Quattro animali e un dirottamento.

Di Daniela Losini

Per gli animali dello zoo di Manhattan (il leone divo Alex, Gloria la saggia Ippopotama, Melman la Giraffa malata immaginaria e Martin la Zebra amicona) i sapiens sono gli amici e collaboratori da intrattenere e a cui riferire nel bisogno mentre la natura è l’ignoto dal quale tenersi debitamente alla larga. La curiosità ci mette lo zoccolo e i quattro si ritrovano ad affrontare prima la giungla della città, capeggiata da una terribile vecchietta, e poi quella reale nell’isola di Madagascar.
Li attendono i lemuri, capitanati da Julian re vanesio e vanitoso preoccupato solo di organizzare rave party e di tenere alla larga le iene predatrici che ambiscono ai piccoli cuccioli come condimento di gustose insalate. Gli animali dello zoo superviziati, egoriferiti, ipocondriaci e sfaticati si trovano a vivere nell’habitat reale nel quale avrebbero dovuto crescere e rimangono traumatizzati dal manifestarsi della propria essenza che torna a galla frantumando gli equilibri di convivenza raggiunti nello stato di cattività.
Qualche buona battuta, qualche situazione divertente (le due scimmie sarcastiche e intellettualoidi) alcune citazioni di scene da film famosi e il brodo - brodetto - è servito.
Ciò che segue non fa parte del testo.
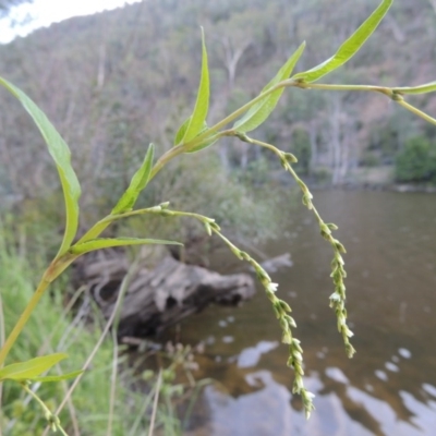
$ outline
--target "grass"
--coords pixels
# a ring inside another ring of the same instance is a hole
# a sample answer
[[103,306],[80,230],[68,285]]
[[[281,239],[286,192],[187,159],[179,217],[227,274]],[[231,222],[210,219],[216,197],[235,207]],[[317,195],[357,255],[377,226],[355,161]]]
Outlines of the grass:
[[[19,243],[17,241],[22,242]],[[10,331],[25,307],[38,280],[37,270],[45,262],[45,253],[26,250],[26,235],[21,232],[16,238],[11,227],[0,221],[0,334]],[[32,259],[32,262],[27,261]],[[51,292],[44,296],[26,328],[13,347],[8,363],[24,362],[36,355],[51,352],[66,352],[69,359],[62,363],[62,372],[82,367],[101,334],[97,310],[86,294],[77,299],[74,315],[65,307],[66,278],[53,283]],[[71,294],[71,292],[70,292]],[[71,305],[70,305],[71,306]],[[69,312],[69,313],[66,313]],[[89,315],[97,319],[89,326]],[[43,338],[43,340],[41,340]],[[112,384],[113,342],[106,339],[98,350],[90,371],[87,371],[72,396],[72,400],[62,411],[60,419],[69,435],[107,435],[110,402],[113,402],[111,415],[111,435],[148,434],[156,389],[156,377],[152,377],[142,389],[131,389],[135,378],[131,370],[118,358],[118,377]],[[57,368],[60,374],[60,368]],[[52,371],[56,373],[56,371]],[[45,399],[52,411],[65,396],[70,383],[33,384],[38,396]],[[39,405],[27,398],[16,383],[4,382],[2,389],[0,428],[4,436],[31,436],[43,434],[46,420]],[[161,389],[167,389],[168,384]],[[113,392],[111,396],[110,392]],[[181,434],[180,421],[171,405],[171,398],[160,395],[162,401],[156,409],[155,428],[162,428],[165,434]],[[3,405],[4,404],[4,405]],[[80,433],[78,433],[80,428]],[[133,432],[133,433],[132,433]]]

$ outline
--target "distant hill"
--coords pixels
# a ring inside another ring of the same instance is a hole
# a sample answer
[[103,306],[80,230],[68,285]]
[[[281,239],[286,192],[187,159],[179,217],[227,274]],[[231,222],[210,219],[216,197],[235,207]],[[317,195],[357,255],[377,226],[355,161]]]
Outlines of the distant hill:
[[[84,179],[94,184],[113,174],[128,179],[126,169],[143,155],[145,144],[156,141],[159,153],[168,148],[193,106],[199,25],[205,28],[211,69],[210,117],[218,119],[258,93],[302,40],[307,49],[298,70],[331,56],[377,4],[148,0],[71,19],[2,46],[0,72],[47,112],[73,149]],[[434,81],[435,71],[436,13],[431,2],[401,0],[355,59],[326,80],[414,85]],[[0,156],[7,166],[0,169],[0,185],[3,192],[27,195],[47,183],[48,159],[26,114],[3,92],[1,101]],[[434,96],[414,101],[436,113]],[[339,181],[366,160],[391,162],[415,134],[432,138],[435,129],[382,96],[299,89],[284,94],[258,132],[259,137],[306,156],[304,171],[322,168]],[[259,157],[238,146],[228,153],[230,165],[237,167]]]

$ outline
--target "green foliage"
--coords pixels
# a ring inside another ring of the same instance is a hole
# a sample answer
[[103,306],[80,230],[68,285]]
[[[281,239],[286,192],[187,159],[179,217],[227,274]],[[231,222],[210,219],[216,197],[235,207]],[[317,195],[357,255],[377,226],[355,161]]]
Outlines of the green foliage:
[[338,51],[325,62],[303,73],[295,74],[293,80],[307,83],[315,82],[348,62],[365,44],[366,39],[380,24],[393,0],[383,0],[371,16],[339,47]]
[[65,201],[66,222],[65,234],[59,249],[58,256],[64,254],[72,243],[78,226],[78,197],[81,185],[71,166],[71,152],[62,136],[58,133],[46,114],[28,98],[21,89],[0,77],[0,85],[4,86],[23,105],[38,126],[48,150],[55,160],[59,178],[62,183],[63,197]]
[[[270,116],[272,110],[276,108],[281,95],[283,94],[283,88],[278,88],[277,90],[270,93],[277,84],[287,80],[300,57],[303,55],[305,44],[303,43],[296,51],[288,59],[287,63],[279,70],[277,75],[262,89],[261,96],[267,93],[265,98],[262,98],[258,102],[253,105],[250,110],[245,113],[241,120],[237,121],[233,129],[237,132],[247,133],[255,130],[261,124],[263,124],[266,119]],[[268,93],[269,92],[269,93]]]
[[143,165],[135,172],[129,187],[125,190],[124,194],[117,203],[117,206],[112,209],[112,215],[132,210],[137,197],[140,196],[141,192],[144,191],[145,186],[148,183],[152,173],[154,156],[155,146],[150,144],[147,149],[147,154],[145,155]]
[[[204,36],[202,38],[202,71],[201,71],[201,81],[197,93],[197,99],[194,107],[194,110],[187,121],[179,129],[175,134],[175,143],[177,145],[168,149],[164,155],[159,157],[159,159],[153,165],[154,158],[154,148],[149,147],[148,153],[144,159],[144,162],[140,170],[133,177],[130,185],[126,187],[125,192],[122,194],[121,198],[118,201],[114,208],[112,208],[112,213],[94,223],[89,227],[89,229],[85,232],[85,234],[73,245],[73,240],[77,230],[77,221],[78,221],[78,196],[81,193],[77,178],[71,167],[70,162],[70,149],[68,145],[63,142],[59,133],[55,130],[53,125],[48,121],[47,117],[40,111],[40,109],[19,88],[14,85],[11,85],[9,82],[4,80],[0,80],[0,84],[5,86],[24,106],[24,108],[31,113],[35,123],[39,128],[43,136],[46,140],[49,152],[55,159],[55,162],[58,167],[59,177],[63,187],[64,202],[66,205],[66,223],[65,223],[65,235],[63,238],[61,247],[59,250],[58,255],[53,258],[51,264],[48,266],[46,271],[43,275],[43,278],[35,291],[35,293],[29,299],[28,304],[26,305],[22,316],[19,318],[16,324],[14,325],[12,331],[8,336],[2,349],[0,350],[0,364],[3,364],[5,359],[8,358],[12,346],[16,343],[16,340],[26,326],[29,323],[32,313],[36,310],[39,300],[45,294],[49,283],[51,283],[55,279],[57,279],[69,265],[71,265],[80,255],[98,249],[109,247],[109,246],[120,246],[120,245],[132,245],[132,244],[148,244],[148,243],[172,243],[171,241],[162,241],[155,240],[149,238],[142,239],[128,239],[128,238],[119,238],[119,239],[104,239],[99,238],[100,234],[107,229],[107,227],[120,219],[129,218],[132,216],[142,216],[142,215],[158,215],[161,217],[182,217],[182,218],[191,218],[198,222],[201,222],[208,235],[217,235],[225,244],[228,245],[230,251],[241,261],[247,262],[256,271],[256,275],[261,281],[261,283],[265,288],[265,293],[267,299],[270,301],[272,311],[276,314],[276,317],[279,322],[279,325],[282,330],[282,342],[288,344],[289,347],[289,360],[288,365],[294,370],[294,382],[292,391],[301,395],[303,399],[303,404],[305,409],[306,416],[308,417],[313,405],[313,395],[305,388],[303,382],[303,356],[302,356],[302,348],[300,346],[300,341],[293,336],[293,329],[296,327],[294,319],[289,315],[291,312],[291,307],[282,300],[276,296],[277,283],[271,281],[271,278],[268,274],[262,268],[262,266],[246,252],[241,251],[238,246],[235,246],[227,237],[225,237],[221,232],[221,228],[216,222],[214,218],[208,218],[207,216],[199,215],[197,213],[191,213],[185,210],[175,210],[169,209],[169,204],[161,203],[157,206],[147,207],[143,209],[132,209],[141,191],[144,190],[147,183],[164,168],[170,162],[173,158],[186,154],[201,150],[211,144],[214,144],[220,137],[234,137],[242,143],[246,143],[250,145],[263,147],[264,149],[272,153],[283,167],[286,171],[288,171],[302,191],[302,203],[307,209],[312,210],[315,215],[317,225],[319,227],[320,235],[330,244],[334,258],[331,262],[331,279],[334,282],[335,291],[330,295],[330,307],[334,308],[336,317],[337,317],[337,326],[338,331],[342,336],[346,352],[349,358],[351,358],[355,350],[350,342],[350,338],[353,336],[351,330],[347,325],[347,310],[346,310],[346,286],[344,278],[347,277],[347,272],[344,270],[344,262],[342,258],[342,254],[346,253],[346,249],[342,243],[334,238],[332,232],[338,228],[334,223],[326,223],[324,219],[320,217],[317,211],[312,198],[313,195],[310,192],[307,185],[301,180],[301,178],[296,174],[295,169],[293,167],[294,164],[298,162],[298,158],[290,154],[280,150],[275,145],[258,141],[253,137],[249,137],[246,132],[250,132],[256,128],[258,128],[262,123],[264,123],[272,110],[275,109],[278,100],[284,89],[284,87],[295,87],[295,88],[313,88],[313,89],[325,89],[325,90],[361,90],[361,92],[377,92],[391,100],[397,102],[399,106],[408,109],[412,113],[421,117],[422,119],[429,121],[436,124],[436,120],[432,117],[427,116],[425,112],[415,108],[404,100],[402,94],[414,94],[414,93],[428,93],[436,90],[434,84],[426,84],[421,87],[415,88],[389,88],[389,87],[380,87],[380,86],[372,86],[372,85],[332,85],[332,84],[313,84],[318,81],[325,74],[332,72],[347,61],[349,61],[362,47],[362,45],[366,41],[366,39],[371,36],[371,34],[375,31],[375,28],[380,23],[382,19],[388,11],[392,3],[392,0],[383,0],[379,7],[371,14],[371,16],[358,28],[356,32],[352,34],[350,38],[348,38],[338,49],[336,55],[325,62],[318,64],[317,66],[299,73],[291,78],[288,78],[296,61],[300,59],[304,44],[300,46],[300,48],[291,56],[288,62],[279,70],[278,74],[269,82],[261,92],[261,94],[253,98],[251,101],[243,105],[241,108],[234,110],[232,113],[223,118],[221,121],[217,122],[213,126],[208,128],[206,123],[206,118],[208,113],[209,107],[209,69],[207,61],[207,51],[205,46]],[[242,117],[242,119],[240,119]],[[240,119],[240,121],[235,122],[233,129],[226,130],[228,124],[234,122]],[[307,140],[307,138],[306,138]],[[308,171],[310,165],[310,148],[307,148],[307,141],[303,138],[302,135],[296,137],[298,152],[300,153],[300,157],[302,159],[301,168],[303,170]],[[401,160],[400,164],[404,165],[405,161],[410,161],[411,157],[417,156],[420,159],[423,156],[432,157],[429,160],[434,160],[434,156],[431,155],[429,146],[425,146],[422,143],[414,143],[411,146],[407,147],[404,153],[409,153],[407,158]],[[433,153],[433,152],[432,152]],[[426,154],[426,155],[425,155]],[[433,178],[433,170],[429,173],[423,172],[423,168],[413,167],[412,173],[413,178],[417,177],[431,177]],[[232,198],[234,202],[234,198]],[[238,207],[241,208],[243,205],[238,204]],[[132,209],[132,210],[131,210]],[[128,275],[129,276],[129,275]],[[126,276],[126,277],[128,277]],[[124,292],[126,287],[124,289]],[[120,291],[120,295],[122,292]],[[118,299],[118,306],[114,310],[114,314],[118,313],[119,305],[121,304],[122,298]],[[100,343],[100,341],[98,341]],[[92,353],[94,356],[94,351]],[[50,356],[45,358],[36,358],[27,359],[17,364],[12,364],[7,366],[3,370],[3,378],[13,378],[15,380],[23,382],[23,379],[29,377],[34,378],[38,376],[41,372],[47,370],[48,367],[55,365],[59,360],[63,359],[63,354],[52,354]],[[75,372],[74,374],[77,374]],[[44,379],[43,379],[44,380]],[[51,379],[46,379],[49,382]],[[73,384],[73,387],[76,385]],[[53,414],[49,408],[39,399],[39,397],[28,388],[26,384],[22,384],[25,392],[34,397],[34,399],[41,405],[45,417],[48,421],[48,424],[55,431],[60,431],[62,434],[65,434],[63,431],[60,421],[57,414]],[[157,395],[157,393],[156,393]],[[66,397],[62,404],[68,400],[70,393],[66,393]]]
[[182,142],[190,142],[193,140],[203,129],[206,122],[207,112],[209,110],[209,68],[207,64],[207,50],[204,37],[204,31],[202,28],[202,76],[198,85],[197,100],[195,102],[194,111],[189,119],[186,129],[184,131]]
[[[4,217],[3,217],[4,218]],[[29,265],[27,259],[19,255],[15,250],[16,240],[11,231],[11,223],[0,221],[0,289],[3,307],[3,319],[5,329],[10,331],[34,292],[33,277],[37,274],[38,265]],[[8,229],[8,230],[7,230]],[[8,231],[8,233],[7,233]],[[24,240],[24,238],[23,238]],[[21,247],[28,253],[28,247]],[[41,259],[43,261],[43,259]],[[90,308],[88,315],[96,322],[89,326],[83,316],[65,313],[63,300],[65,298],[65,281],[61,280],[53,284],[52,295],[47,295],[38,304],[34,316],[29,319],[27,328],[23,331],[19,341],[11,350],[12,362],[32,362],[40,352],[61,350],[57,354],[69,359],[64,361],[62,370],[66,372],[72,368],[82,367],[87,356],[95,347],[101,330],[99,328],[99,314],[97,307]],[[83,308],[87,306],[86,302]],[[66,353],[65,353],[66,352]],[[185,355],[185,354],[184,354]],[[36,358],[46,360],[46,358]],[[107,434],[107,421],[109,413],[109,392],[111,389],[113,350],[112,343],[106,340],[94,359],[93,370],[87,371],[73,395],[75,419],[77,420],[81,434],[84,436],[104,436]],[[177,362],[177,363],[175,363]],[[183,356],[168,360],[167,371],[169,377],[174,374],[178,365],[185,364]],[[22,365],[13,364],[13,365]],[[12,366],[12,365],[10,365]],[[45,403],[55,411],[62,398],[65,396],[68,385],[62,382],[60,368],[57,366],[52,373],[59,376],[47,376],[40,382],[43,385],[36,390],[38,396],[45,399]],[[121,359],[118,371],[120,376],[117,382],[114,436],[146,434],[149,426],[149,410],[152,409],[154,386],[156,378],[148,379],[144,390],[132,390],[131,385],[137,384],[136,378],[125,368]],[[65,374],[66,375],[66,374]],[[35,382],[38,379],[36,377]],[[60,383],[46,383],[60,382]],[[26,392],[19,384],[5,380],[2,383],[2,404],[0,413],[0,425],[3,434],[9,436],[40,435],[46,427],[46,420],[35,401],[28,402]],[[35,387],[33,385],[32,387]],[[167,380],[161,389],[168,392],[168,401],[180,397],[181,385]],[[98,395],[96,395],[98,392]],[[27,399],[26,399],[27,398]],[[175,419],[172,409],[172,419],[168,417],[168,407],[165,403],[159,407],[157,414],[157,428],[164,425],[169,429],[168,434],[178,435],[180,423]],[[72,432],[72,415],[65,410],[60,414],[60,420],[66,432]],[[134,429],[135,428],[135,429]]]
[[400,183],[436,184],[436,145],[423,136],[410,138],[397,155],[395,177]]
Abituati alle trovate pirotecniche di Shark Tale e alla rivoluzione dei clichè di Shreck qui tocca accontentarsi di contesti contingenti e stirati al limite ma quando arrivano in scena i pinguini, definiti psicopatici e protagonisti della gag più azzeccata quando commentano l’agognato Antartide, il film s’innalza toccando le vette cui ambisce ma che non raggiunge per tutta la sua durata e succedendo sei sette volte, queste gradite apparizioni estemporanee appaiono come la vera colonna portante della pellicola. La tecnica utilizzata per i disegni e la realizzazione del film è stata denominata “stira e allunga” una sorta di mix tra l’effetto finzione del cartone animato e la morbida perfezione realistica del rendering.
La natura chiama e divide per lasciar spazio alla catena alimentare e al proprio fondamento ed è qui il “core” più significativo e brillante: la spietatezza della foresta contro la civilizzazione della cattività. Finirà a cocktail marittimi e sushi e l’ennesima illusione di libertà.